How a retired technician handed EFF the proof of NSA mass spying
by Ellsworth Toohey · Boing BoingOn the sixth floor of an AT&T building on Folsom Street in San Francisco, a locked room labeled 641A held the hardware that gave the NSA a copy of every byte of internet traffic passing through. The man who figured this out was a retired AT&T technician named Mark Klein, and in January 2006 he walked into the lobby of the Electronic Frontier Foundation a few blocks away and started talking. Cindy Cohn, then EFF's legal director, recounts the encounter in The MIT Press Reader, in an excerpt from her book Privacy's Defender.
Klein told EFF's executive director Shari Steele that he could prove the NSA was tapping the internet backbone at scale. Since 2003, he had run the seventh-floor room on Folsom Street where AT&T's fiber-optic backbone connected to the wider internet. Those cables also ran a flight down, into 641A — a room only employees with NSA security clearances could enter.

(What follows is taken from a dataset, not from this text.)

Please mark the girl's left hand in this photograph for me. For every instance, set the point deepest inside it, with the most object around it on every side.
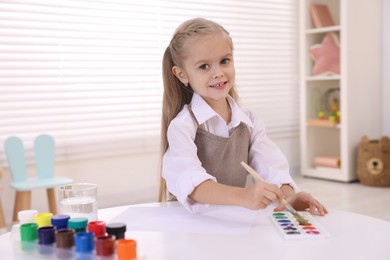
(302, 201)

Beside the secret room sat a splitter cabinet. Every fiber coming off the seventh floor was duplicated: one strand carried the traffic on its way, the other dumped a full copy into 641A. The mirroring added no measurable lag and left no fingerprint. Klein called the rig the Big Brother machine. A telecom expert EFF brought in to vet the documents said, "This isn't a wiretap, it's a country tap."
After EFF filed Klein's evidence, a Justice Department lawyer phoned Cohn to insist the documents be hand-carried to a SCIF a few blocks away, because a "very slow but very secure fax machine" sat inside that vault and could feed the pages one at a time to DC. Cohn had suggested emailing, using regular fax, or shipping the originals via FedEx.